History of Paramount Pictures

Paramount Pictures

Despite Laemmle’s and Fox’s success, it became clear that the newly budding film industry wasn’t going to be taken as seriously as other business investments. In fact, despite Hollywood producing and distributing films, all around the country, even the most audacious banks didn’t want to side with film producers. So a man by the name of W. W. Hodkinson decided to set up a system where both distributors and producers would get a “fair” amount of revenue, from the sales of their films. Thus Paramount Pictures was born.
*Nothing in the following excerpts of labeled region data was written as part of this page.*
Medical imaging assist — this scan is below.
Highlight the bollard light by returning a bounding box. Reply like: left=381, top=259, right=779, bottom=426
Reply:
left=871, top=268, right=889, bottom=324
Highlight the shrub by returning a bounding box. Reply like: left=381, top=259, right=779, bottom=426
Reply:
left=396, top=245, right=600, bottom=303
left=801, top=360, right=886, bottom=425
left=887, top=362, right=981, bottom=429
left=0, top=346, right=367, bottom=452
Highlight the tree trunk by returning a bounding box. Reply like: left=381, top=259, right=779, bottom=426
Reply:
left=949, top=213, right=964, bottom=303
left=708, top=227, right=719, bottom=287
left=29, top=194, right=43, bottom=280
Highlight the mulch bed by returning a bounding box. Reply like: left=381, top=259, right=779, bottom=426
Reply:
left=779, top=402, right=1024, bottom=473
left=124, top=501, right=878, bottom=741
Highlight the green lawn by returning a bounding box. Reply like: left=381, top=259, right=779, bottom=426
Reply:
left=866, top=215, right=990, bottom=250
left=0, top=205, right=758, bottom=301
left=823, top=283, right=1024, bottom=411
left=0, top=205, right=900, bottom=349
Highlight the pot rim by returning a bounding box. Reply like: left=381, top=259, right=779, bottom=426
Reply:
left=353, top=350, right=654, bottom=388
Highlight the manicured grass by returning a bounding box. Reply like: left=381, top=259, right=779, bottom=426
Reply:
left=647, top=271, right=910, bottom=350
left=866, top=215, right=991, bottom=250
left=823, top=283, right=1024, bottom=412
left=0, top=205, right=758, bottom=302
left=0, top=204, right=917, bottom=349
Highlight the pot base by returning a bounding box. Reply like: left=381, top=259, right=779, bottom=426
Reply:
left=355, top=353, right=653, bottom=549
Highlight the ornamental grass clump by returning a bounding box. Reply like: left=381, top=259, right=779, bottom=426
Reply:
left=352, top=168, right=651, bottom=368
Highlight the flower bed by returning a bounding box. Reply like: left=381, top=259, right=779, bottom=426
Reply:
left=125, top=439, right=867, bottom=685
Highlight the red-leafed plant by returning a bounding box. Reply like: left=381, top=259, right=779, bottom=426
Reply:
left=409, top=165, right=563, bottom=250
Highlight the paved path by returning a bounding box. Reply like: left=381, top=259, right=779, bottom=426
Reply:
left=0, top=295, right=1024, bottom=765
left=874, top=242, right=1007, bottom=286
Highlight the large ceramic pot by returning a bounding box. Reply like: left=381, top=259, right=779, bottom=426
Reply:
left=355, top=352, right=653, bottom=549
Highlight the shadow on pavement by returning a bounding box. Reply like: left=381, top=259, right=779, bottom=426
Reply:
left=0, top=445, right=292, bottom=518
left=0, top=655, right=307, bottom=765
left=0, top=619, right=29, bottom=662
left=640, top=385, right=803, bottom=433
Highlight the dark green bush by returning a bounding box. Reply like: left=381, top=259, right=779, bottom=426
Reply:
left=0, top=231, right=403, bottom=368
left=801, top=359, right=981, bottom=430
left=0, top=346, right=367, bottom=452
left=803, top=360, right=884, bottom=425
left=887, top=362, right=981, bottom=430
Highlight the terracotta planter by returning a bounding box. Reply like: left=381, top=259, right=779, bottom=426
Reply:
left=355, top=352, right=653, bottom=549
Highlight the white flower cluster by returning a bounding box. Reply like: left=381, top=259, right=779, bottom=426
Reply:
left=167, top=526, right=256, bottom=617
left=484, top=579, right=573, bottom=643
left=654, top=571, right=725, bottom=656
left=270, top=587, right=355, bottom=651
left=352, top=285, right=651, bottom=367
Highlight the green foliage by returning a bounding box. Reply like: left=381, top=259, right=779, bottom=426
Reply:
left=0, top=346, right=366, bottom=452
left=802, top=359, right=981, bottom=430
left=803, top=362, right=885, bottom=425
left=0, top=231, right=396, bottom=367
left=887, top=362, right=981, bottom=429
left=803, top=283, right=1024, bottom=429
As the company grew into the role of distribution, many producers became reluctant to join such an overpriced relationship. Paramount Pictures demanded at least 35% of the box office, even as 25% of the film’s budget came towards distribution. In short, the producers got the short end of the stick.

Time for a Takeover

Amongst the outraged producers were Adolph Zukor and Jesse Lasky. They felt so cheated that they decided to secretly buy up stocks from Paramount, in order to gain control over what would have been a very expensive investment. Soon, Zukor had enough power to successfully remove Hodkinson, two years after founding the company.

Now Zukor had the reins, appointed a new candidate as president of the distribution company, and became known as the “United States Steel Corp. of the Motion Pictures Industry”. After that, both Zukor and Lasky could finally concentrate on their new production company Famous Players-Lasky. However, their peace was short-lived. One of their partners, a man called Samuel Goldfish, had ferocious energy that rivaled Zukor’s megalomania. The tension between the two grew so high, that Zukor eventually gave an ultimatum for Lasky, “either Goldfish must leave the company or Zukor would”.